Date of Award


Degree Name

PhD Leadership Studies

Dissertation Committee

Lea Hubbard, PhD, Chair Fred Galloway, EdD, Member Kira Espiritu, PhD, Member Nydia Sanchez, PhD, Member


Racially Diverse, Low SES, Narrative Inquiry


Across the US, there is growing inequality of class distribution in predominately white and elite colleges and universities. Although gaining access to these institutions is typically the first hurdle, it is not the only challenge racially diverse low socioeconomic status (SES) students face. By investigating the college experiences of racially diverse low SES students enrolled in a predominately white elite institution, this study creates the foundation for an imperative discussion on the relationship between students' identity and attendance at predominately white elite institutions.

Through a Narrative Inquiry research approach and using semi-structured interviews as a data collection tool, two themes emerged from this study. Racially diverse low SES students experienced: 1) ongoing challenges in acclimating to campus culture and 2) a persistent yearning to find an inclusive community; not just a racially diverse one. The themes were identified as the participants of this study recollected their transition and acclimation experiences into the campus community over the course of their first two or three years at the university.
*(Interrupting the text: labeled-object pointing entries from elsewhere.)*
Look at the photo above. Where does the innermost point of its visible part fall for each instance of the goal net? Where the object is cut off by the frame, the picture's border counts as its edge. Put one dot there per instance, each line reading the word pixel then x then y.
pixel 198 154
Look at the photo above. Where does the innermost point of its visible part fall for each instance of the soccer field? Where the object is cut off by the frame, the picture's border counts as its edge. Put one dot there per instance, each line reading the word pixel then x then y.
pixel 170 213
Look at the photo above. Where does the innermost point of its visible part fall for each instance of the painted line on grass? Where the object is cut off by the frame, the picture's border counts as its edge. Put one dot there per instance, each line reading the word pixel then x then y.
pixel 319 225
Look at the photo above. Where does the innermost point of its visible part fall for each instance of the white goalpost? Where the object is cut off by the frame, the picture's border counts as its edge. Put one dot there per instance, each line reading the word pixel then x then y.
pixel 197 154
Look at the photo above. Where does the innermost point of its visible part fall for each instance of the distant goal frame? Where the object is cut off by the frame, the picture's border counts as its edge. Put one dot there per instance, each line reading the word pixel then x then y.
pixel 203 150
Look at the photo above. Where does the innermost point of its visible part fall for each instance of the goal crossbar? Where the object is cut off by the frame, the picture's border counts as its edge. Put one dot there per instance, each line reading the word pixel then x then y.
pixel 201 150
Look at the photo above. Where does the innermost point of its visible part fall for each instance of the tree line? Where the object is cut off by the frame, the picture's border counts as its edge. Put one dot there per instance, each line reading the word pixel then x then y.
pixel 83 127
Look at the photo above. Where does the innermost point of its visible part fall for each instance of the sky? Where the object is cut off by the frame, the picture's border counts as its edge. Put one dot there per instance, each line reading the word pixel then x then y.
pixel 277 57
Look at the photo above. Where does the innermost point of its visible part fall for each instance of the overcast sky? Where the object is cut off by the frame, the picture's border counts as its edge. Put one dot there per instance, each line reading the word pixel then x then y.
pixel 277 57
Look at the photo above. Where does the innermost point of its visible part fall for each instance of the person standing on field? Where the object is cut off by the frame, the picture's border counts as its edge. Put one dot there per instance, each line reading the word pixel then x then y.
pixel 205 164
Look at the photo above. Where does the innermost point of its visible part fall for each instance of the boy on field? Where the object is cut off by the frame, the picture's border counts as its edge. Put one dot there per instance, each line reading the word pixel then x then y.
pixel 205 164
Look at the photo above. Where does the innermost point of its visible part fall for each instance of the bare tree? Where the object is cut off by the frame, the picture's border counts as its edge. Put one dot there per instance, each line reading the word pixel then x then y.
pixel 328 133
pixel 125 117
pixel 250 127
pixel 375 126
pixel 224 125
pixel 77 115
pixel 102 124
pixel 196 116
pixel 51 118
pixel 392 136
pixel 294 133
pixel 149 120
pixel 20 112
This study shows that racially diverse low SES students at this college received support from campus organizations, but this support was not enough. Although the university gave attention to diversity-focused, they primarily focused on race and ethnicity and gave insufficient attention to other aspects of diversity such as class, gender, and ableism. The participants' narratives indicated they struggled to find a community that would give them a sense of belonging. The participants told stories of systems and policies that negatively impacted how they navigated the campus community and undermined their attempts to gain agency in spaces that continuously excluded them socially and academically. The eleven participants at this predominately white institution were often made to feel a racial and economic disconnect from their peers and faculty members. This study has implications for higher education administrators who seek ways to better support diverse low SES students on predominately white university campuses. It also provides recommendations and suggestions for further research.